Any help would be appreciated.  

Godspeed.


----------



## Jason09 (Jan 3, 2009)

Hi,
Please try uninstalling the game using Revouninstaller and selecting the advanced feature. Can you also post the exact model of your sound card?


----------



## Sven2157 (Feb 10, 2009)

ForgedInStone said:


> Hello, TSF.
> 
> I installed Call of Duty 4, put the latest patches on, but when I try to start the game (MP), it crashes. Yes, in safe mode too.
> 
> ...


Unfortunately, uninstalling is a waste of time. :sigh: The game does it. IW refuses to address the issue and the COD4 community just has to live with it. I guess they are to busy making new games that don't work right, either.

Original drivers for your Audio would most likely cause more problems. Driver updates are designed to be installed with Windows updates, as the point of the update is to fix programmatic errors and security isues. The best thing to do, is install the latest Video, Audio, Motherboard and Game Drivers/Service Packs/Patches.

I have found running the game as an administrator helps as well. Right-Click the MP Icon, and choose the "Advanced" button. Select the box next to "Run as Administrator", click "Apply" and then "OK".

Also make sure in your control panel -> Sound, that the box for "Allow applications to take exclusive control of this device" and "Give exclusive mode applicatons priority", are checked for both the Playback and Recording. You can find these check boxes by Right-Clicking your device and choosing properties, then click on the "Advanced" tab.

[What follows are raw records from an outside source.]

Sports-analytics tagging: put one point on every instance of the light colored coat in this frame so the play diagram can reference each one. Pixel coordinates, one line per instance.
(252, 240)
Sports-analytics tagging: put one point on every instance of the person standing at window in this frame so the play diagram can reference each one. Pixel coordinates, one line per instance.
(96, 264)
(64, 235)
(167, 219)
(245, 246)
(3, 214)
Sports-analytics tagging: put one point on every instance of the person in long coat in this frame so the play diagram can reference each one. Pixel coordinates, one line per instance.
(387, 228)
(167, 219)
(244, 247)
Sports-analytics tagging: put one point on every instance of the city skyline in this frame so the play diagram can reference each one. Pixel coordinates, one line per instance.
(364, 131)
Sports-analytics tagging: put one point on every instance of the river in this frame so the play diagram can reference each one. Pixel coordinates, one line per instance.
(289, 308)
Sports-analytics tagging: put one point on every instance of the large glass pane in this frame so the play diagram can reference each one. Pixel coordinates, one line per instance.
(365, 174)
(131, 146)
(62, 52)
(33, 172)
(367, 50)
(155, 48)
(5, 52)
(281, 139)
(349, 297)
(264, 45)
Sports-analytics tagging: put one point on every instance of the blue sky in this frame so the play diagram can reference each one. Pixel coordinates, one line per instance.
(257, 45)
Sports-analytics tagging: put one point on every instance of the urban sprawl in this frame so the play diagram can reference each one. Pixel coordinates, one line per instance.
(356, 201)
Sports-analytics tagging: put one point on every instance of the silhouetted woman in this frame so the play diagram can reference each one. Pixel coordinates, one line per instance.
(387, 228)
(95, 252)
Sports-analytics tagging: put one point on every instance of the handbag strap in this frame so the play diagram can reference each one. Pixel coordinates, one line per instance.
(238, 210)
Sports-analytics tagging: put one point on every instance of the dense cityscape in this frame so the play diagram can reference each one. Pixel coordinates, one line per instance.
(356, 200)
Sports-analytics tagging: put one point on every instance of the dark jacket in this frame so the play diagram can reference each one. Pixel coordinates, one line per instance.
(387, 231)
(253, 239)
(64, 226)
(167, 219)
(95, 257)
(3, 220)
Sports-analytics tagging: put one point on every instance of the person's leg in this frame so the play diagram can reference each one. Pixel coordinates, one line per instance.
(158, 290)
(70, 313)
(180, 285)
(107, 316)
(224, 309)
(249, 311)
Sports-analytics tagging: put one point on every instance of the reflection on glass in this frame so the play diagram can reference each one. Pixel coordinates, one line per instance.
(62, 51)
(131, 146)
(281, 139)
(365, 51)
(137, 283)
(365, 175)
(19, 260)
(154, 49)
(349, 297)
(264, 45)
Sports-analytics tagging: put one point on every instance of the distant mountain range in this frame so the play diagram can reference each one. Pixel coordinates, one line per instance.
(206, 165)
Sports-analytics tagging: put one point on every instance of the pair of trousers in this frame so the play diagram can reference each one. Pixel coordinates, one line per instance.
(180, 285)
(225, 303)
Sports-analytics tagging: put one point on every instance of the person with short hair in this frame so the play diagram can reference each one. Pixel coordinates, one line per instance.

It will still happen, but hopefully less frequent.....

Good Luck...

=170= Sven2157


----------



## ForgedInStone (Mar 21, 2009)

Unfortunately, I can't find the option about applications using the device. 

Also, yes, I tried running it as administrator, didn't help.

Edit: I ran the game while Winamp was playing music! It worked! :laugh:


----------



## Sven2157 (Feb 10, 2009)

ForgedInStone said:


> Unfortunately, I can't find the option about applications using the device.
> 
> Also, yes, I tried running it as administrator, didn't help.
> 
> Edit: I ran the game while Winamp was playing music! It worked! :laugh:


One suggestion made by IW, is to uninstall your Audio drivers, and then let Windows Update install the Windows version drivers. You could try that. I have not personally done this, because COD4 is the only program that does this, and I actually use my Creative 7.1 Surround Speakers.

Besides, that game loads so fast, I can be back in in under 30 seconds. I can honestly say that I have never had the problem while playing; just loading and switching maps.... :4-dontkno

*** EDIT ***
You may also want to try to install the K-Lite CODEC pack for Windows 7; if Winamp stopped the crash, maybe it runs a different codec than the stock Windows one. K-Lite CODEC pack would install, several common Audio and Video codecs. Just a thought.... :tongue:


----------